TheHive-Project / TheHive

TheHive: a Scalable, Open Source and Free Security Incident Response Platform
https://thehive-project.org
GNU Affero General Public License v3.0
3.39k stars 617 forks source link

[Bug] Hadoop HDFS HA not compatible with TheHive #2444

Open Keroseno101 opened 1 year ago

Keroseno101 commented 1 year ago

Request Type

Bug

Work Environment

Question Answer
OS version (server) Linux Suse Enterprise
OS version (client) Windows 11, ...
Virtualized Env. False
Dedicated RAM 32 GB
vCPU 8
TheHive version / git hash 4.1.22.1
Package Type Binary
Database Cassandra
Index type Elasticsearch
Attachments storage HDFS

Problem Description

I wanted to use HDFS to store the attachment data, I have a Cluster of 2 servers for TheHive. I configured the HDFS Cluster using https://hadoop.apache.org/docs/stable/hadoop-project-dist/hadoop-common/ClusterSetup.html and I give the value "root: hdfs://serverprod-01:8020" and "root: hdfs://serverprod-02:8020" image

Everthing works fine, but what If Java Process of serverprod-01 crash (namenode1)?, serverprod-01 will try to access to storage "hdfs://serverprod-01:8020" but will not work and the availability of the storage will be broken.

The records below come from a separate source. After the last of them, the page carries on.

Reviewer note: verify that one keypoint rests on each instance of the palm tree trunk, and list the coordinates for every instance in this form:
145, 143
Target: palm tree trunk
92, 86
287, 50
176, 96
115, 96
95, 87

Then I configured a HDFS High Availability. https://hadoop.apache.org/docs/stable/hadoop-project-dist/hadoop-hdfs/HDFSHighAvailabilityWithNFS.html or https://hadoop.apache.org/docs/stable/hadoop-project-dist/hadoop-hdfs/HDFSHighAvailabilityWithQJM.html

Here we dont have anymore a namenode:port in our core-site.xml file, we will have a nameservice hdfs://thehive image

and when we configure that in application.conf and restart TheHive.....

image

People are working 24/7 with TheHive and there are also other integrations where Cases are automatically created, we should have High Availability of the system for all the data, therefore TheHive should be able to manage a nameservice from Hadoop to keep this High Availability of the file system.

Thanks for your time and your answers.

Steps to Reproduce

Explained in the Problem Description.

Possible Solutions

For Spark (I think is also Scala Program) I found this solution: https://mungeol-heo.blogspot.com/2016/12/accessing-remote-ha-enabled-hdfs.html and this one https://itecnote.com/tecnote/apache-spark-how-to-access-hdfs-by-uri-consisting-of-h-a-namenodes-in-spark-which-is-outer-hadoop-cluster/ Nothing for TheHive.